Yahia Turki
Framed : 80h x 92w cm
Unframed: 21.26h × 25.59w in
Framed: 31.50h × 36.22w in
Considered the father of Tunisian painting, Yahia Turki was the first Tunisian artist to exhibit in the Salon Tunis, set up by the colonial community to showcase European art. He devoted his practice to translating on his canvas through painting, the beauty of his country. The greater part of his pictorial universe takes place within the labyrinthine medina, that traditional architectural and urban space standing in contrast to the European city. Turki repeatedly affirmed that his aim was to render, through colour and form, the aesthetic essence of Tunisia, choosing subjects that almost always depict a specific place or ceremony, fixed on canvas and titled simply after the scene represented. In his work, figures are never portrayed for themselves, nor as vessels of psychological expression, but as plastic matter integrated into the compositional balance of the painting, equal in weight to architecture, textiles, and the chromatic field that envelops them. In Au Hammam, the human element is depicted on a scale that accords it the same importance as the architectural frame that contains it. There is no exaggerated hierarchy of perspective; rather, the figures share an equal spatial and narrative presence. His subjects are represented in close proximity, involved in a common action that suggests participation rather than mere figuration. These characters, often shown frontally, seem to pose, their stillness conveying a hieratic calm.
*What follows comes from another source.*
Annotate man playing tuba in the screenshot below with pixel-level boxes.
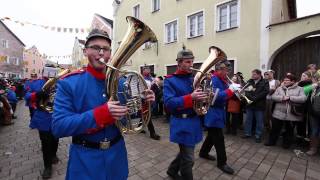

The details of garments, such as striped foutas and embroidered sarouels, enliven his compositions, while the artist’s chromatic inventiveness extends to the architecture itself, to the columns and arcades. Yet these anecdotal elements are only pretexts for painting: devices to animate space and evoke, through form and colour, the conviviality of these semi-private, semi-public interiors. In Bédouine à la Kassâa, Yahia turns toward portraiture, but his figures remain archetypal rather than psychological. The faces, barely modelled and illuminated by a soft, uncertain light, offer only the minimal clues necessary for recognition. Expression yields to structure, and through this restraint, another form of expressivity emerges.